The beaches on Penticton’s two lakes were expected to be busy this summer, before COVID-19 hit. (Western News File)

After tough summer, Penticton’s tourism industry looks ahead to better winter

The summer saw significant financial impacts from COVID-19

Travel Penticton is looking towards a better winter after a tough summer season.

“Our cash flow situation which normally is the strongest this time of year, is fairly grim,” said Thom Tischik, executive director of Tourism Penticton, to council on Sept. 15.

It has been a mixed summer for Penticton, with both the outbreak of COVID-19 and the fires at the end of the season.

The summer saw a decrease in hotel stays, which in July fell from 83 per cent in 2019 to 68 per cent in 2020. Kelowna saw a similar decline, going from 83 per cent to 70.3. Other tourist communities like Whistler saw greater losses, going from 81 per cent down to 46.2 from 2019 to 2020.

Travel Penticton’s new information centre next to the Peach and Okanagan Lake beach saw great success, and their main centre is still seeing heavy daily traffic.

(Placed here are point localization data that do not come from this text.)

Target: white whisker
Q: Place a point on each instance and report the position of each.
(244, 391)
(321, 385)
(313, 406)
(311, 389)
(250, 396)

It’s a good sign for the fall and winter.

“Even with the smoke, we’re getting in the neighbourhood of 70 people a day coming through, that’s actually better than what we had during the summertime,” said Tischik. “Even with the smoke, people are still travelling, places are booked, and they’re looking for things to do, and that’s very encouraging.”

READ MORE: Travel Penticton launches ‘support your local business’ initiative

While the numbers may have gone down for hotels, other options like campgrounds have seen an increase in traffic over the summer. That increase isn’t looking like its fading yet either, only changing in demographic from families to those with larger RVs. The only missing group are the usual European travellers around this time of year.

Instead, more travellers came from the Lower Mainland and Vancouver this year, and Travel Penticton is hopeful that they will return now that they’ve gotten a taste of the region.

“It has been an eye-opener, not only for us at Travel Penticton, but for the visitors,” said Tischik. “We asked them, have they been here? And they told us: ‘I haven’t been here in 30 years.’ ‘We haven’t been here in 10 years.’ ‘I’ve heard about it, but never had the chance to get up here.’ And they gave it a try.”

There were some businesses that did more than survive the summer. Wineries, such as those on the Naramata Bench, saw a fairly successful season even with the necessary changes to be COVID-19 safe. Tischik cited Tina Baird from the Naramata Bench Winery Association during his presentation.

“Wine tasting was a primary motivator and not second to another activity,” Baird had told Travel Penticton.

Going forward, Travel Penticton is focusing on promoting Penticton for week-long and weekend getaways, as long as the province stays out of a lockdown like earlier in the year.

They plan to target snowbirds and the one to two week stay market for vacations. Travel Penticton will also be working with other groups like Apex Mountain Resort and Chute Lake Lodge on promoting winter activities and accommodations in Penticton, primarily to B.C. residents in the Thomspon-Okanagan and Vancouver areas.